Where VAR1 is the usual variable you use in your everyday programs. PVAR is the proprietary bacnet variable, 100 is the index point, I need to update this post with the details, but basically you have access to many internal data points such as the hardware model number, the serial number, com port settings, com port data counters and many other bits of interest through these ‘proprietary’ bacnet variables.
The objects show up in regular bacnet tool scans like Yabe as well. So any bacnet environment will have access to them.
1 Like
Hi,
Sorry for letting this fall off the…
Typically we have a point as a heart beat. We keep sane defaults in priority 16 and we have our supervisory control write to priority 14. If the heartbeat is lost for more than 300 seconds then then the value at priority 14 is released to null and the default at 16 put into effect. We have also done something similar and used priority 16 for our supervisory control and written our default value to the relinquish default.
Just wondering about the syntax of all these commands. or is it something that just happens when the dead master times out. on that note we do have some new commands for monitoring and acting upon dead masters.
Is there a reason you couldn’t accomplish the logic by writing to a var from the remote master. then let the local controller manage it’s own outputs without getting involved with priority arrays. it’s easier to see the logic, put vars and modes on graohic displays and trend logs.
Just sayin…
I’m really trying to avoid priority arrays for programs as you can tell. I’m will end up being the person that has to support this feature and it’s something I am not looking forward to.
Maurice
1 Like
Do you have any documentation or examples for handling these dead master timeouts?
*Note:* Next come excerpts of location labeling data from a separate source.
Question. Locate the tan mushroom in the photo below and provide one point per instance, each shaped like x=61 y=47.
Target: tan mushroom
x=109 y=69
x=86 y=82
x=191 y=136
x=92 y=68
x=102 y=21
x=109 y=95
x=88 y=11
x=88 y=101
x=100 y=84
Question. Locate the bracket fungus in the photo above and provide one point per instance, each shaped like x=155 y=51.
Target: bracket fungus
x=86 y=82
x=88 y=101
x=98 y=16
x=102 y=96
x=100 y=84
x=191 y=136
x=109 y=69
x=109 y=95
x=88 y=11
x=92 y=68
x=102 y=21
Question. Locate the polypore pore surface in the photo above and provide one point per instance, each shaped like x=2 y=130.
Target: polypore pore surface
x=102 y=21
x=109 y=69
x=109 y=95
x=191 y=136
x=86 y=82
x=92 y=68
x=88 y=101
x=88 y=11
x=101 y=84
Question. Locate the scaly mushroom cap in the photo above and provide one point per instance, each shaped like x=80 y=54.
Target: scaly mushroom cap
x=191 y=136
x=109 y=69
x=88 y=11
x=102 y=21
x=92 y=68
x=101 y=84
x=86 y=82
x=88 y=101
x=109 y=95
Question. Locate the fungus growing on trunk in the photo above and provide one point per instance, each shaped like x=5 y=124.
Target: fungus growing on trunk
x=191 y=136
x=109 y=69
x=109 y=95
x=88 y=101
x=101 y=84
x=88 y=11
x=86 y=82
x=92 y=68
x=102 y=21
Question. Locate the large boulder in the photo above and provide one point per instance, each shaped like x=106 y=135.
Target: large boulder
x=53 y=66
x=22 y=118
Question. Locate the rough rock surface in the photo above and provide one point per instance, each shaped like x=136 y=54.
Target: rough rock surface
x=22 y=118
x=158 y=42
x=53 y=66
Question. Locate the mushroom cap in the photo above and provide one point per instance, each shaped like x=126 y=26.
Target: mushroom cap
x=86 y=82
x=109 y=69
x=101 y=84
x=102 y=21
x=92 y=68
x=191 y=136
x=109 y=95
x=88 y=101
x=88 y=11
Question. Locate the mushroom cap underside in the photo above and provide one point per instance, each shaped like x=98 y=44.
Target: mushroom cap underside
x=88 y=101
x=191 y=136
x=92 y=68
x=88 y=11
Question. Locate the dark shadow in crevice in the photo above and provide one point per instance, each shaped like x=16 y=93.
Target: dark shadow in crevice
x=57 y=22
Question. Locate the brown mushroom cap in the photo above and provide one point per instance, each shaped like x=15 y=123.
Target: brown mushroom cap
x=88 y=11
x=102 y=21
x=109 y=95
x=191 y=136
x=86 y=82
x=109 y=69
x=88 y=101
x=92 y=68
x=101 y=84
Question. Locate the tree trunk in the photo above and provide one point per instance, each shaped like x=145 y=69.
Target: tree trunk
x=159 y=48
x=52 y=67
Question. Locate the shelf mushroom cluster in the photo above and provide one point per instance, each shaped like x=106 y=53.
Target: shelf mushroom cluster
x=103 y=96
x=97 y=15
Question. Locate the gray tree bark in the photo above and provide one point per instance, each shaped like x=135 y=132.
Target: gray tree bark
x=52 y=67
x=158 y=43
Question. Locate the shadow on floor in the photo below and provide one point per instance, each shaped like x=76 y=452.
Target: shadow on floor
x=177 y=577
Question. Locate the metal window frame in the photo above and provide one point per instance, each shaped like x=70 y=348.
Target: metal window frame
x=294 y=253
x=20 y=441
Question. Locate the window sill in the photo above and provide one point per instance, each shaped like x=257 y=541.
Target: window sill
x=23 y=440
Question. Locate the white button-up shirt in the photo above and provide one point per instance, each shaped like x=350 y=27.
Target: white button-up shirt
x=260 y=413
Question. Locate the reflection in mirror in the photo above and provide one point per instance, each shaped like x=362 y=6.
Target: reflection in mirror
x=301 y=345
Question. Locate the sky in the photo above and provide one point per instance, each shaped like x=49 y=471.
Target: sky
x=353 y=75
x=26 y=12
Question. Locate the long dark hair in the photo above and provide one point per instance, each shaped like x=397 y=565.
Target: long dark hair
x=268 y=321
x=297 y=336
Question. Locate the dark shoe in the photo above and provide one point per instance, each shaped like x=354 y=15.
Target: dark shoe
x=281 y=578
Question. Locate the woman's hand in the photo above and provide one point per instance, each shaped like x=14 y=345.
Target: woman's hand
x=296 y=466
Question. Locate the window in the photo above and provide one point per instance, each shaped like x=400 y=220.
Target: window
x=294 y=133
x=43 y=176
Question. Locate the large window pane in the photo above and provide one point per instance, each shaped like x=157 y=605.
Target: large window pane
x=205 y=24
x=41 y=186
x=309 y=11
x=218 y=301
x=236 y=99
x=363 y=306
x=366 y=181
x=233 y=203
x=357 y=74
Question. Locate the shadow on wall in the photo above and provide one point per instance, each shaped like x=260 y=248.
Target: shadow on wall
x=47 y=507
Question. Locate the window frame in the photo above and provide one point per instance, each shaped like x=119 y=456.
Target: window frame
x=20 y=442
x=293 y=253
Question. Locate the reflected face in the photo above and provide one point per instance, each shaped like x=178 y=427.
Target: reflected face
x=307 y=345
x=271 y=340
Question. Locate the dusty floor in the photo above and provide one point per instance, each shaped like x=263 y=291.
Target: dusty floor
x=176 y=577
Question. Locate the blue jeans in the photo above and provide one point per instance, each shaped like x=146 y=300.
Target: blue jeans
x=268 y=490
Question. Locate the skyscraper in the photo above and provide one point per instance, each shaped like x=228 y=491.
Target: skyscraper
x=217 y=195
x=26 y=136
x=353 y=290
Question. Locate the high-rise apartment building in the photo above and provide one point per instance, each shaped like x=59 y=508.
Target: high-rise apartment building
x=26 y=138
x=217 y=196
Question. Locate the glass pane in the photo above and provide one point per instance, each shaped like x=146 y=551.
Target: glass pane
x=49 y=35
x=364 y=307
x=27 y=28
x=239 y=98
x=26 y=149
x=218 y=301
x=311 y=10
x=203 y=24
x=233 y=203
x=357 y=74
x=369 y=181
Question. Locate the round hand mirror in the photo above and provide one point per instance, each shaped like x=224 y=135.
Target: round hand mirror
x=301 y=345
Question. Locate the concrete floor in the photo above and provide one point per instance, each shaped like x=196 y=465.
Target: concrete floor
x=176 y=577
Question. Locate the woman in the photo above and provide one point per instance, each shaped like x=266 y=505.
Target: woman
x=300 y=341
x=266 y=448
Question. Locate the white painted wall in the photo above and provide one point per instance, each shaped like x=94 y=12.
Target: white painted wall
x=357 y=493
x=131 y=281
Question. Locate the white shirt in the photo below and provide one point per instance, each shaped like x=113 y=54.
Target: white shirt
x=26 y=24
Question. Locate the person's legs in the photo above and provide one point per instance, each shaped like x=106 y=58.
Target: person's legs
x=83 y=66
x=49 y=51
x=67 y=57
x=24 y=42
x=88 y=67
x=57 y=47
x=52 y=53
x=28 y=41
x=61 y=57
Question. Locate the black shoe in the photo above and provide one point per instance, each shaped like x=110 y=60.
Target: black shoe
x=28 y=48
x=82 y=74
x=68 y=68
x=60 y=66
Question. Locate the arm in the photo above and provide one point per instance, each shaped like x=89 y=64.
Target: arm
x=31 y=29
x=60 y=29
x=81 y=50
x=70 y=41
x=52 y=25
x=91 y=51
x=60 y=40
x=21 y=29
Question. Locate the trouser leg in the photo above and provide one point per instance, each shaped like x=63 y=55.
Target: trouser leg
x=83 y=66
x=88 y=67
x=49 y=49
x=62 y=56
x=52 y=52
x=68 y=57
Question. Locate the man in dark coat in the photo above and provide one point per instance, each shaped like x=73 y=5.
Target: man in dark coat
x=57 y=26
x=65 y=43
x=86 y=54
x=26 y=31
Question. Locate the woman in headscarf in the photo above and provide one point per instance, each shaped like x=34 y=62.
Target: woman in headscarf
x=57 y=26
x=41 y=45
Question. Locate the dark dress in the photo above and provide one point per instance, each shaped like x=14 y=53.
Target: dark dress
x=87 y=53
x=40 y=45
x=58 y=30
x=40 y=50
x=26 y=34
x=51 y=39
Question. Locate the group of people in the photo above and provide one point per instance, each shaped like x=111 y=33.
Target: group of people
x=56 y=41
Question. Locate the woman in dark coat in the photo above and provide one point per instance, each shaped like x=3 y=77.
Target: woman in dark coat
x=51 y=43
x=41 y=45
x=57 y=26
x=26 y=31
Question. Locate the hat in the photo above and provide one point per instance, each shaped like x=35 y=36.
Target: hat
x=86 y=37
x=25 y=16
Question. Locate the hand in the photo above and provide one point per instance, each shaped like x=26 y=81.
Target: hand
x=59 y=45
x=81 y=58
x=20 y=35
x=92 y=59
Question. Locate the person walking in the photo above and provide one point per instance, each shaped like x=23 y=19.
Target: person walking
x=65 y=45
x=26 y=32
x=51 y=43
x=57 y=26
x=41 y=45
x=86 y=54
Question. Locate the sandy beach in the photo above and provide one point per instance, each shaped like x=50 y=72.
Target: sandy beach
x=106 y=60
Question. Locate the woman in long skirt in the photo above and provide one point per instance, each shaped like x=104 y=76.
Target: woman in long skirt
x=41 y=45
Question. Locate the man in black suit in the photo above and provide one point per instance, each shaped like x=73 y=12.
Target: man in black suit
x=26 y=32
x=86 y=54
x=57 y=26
Also, I have noticed that the stat does not appear to have a relinquishDefault BACnet object for the set points?
Hi Maurice,
Just wanted to give this a bump to see if you had any further input on these last questions…
Thanks
Apologies for the slow reply, the forum/email system is acting up.
Chelsea will report back on this right away. We did add some priority array features recently which sound relevant.
Hi, thanks Maurice. Any additional information would be very helpful. I look forward to hearing from Chelsea!
Yes, AV does not have relinquish value, only output have priority array and relinquish in our product now.
BASIC programming writes at priority level 10, it is fixed in code.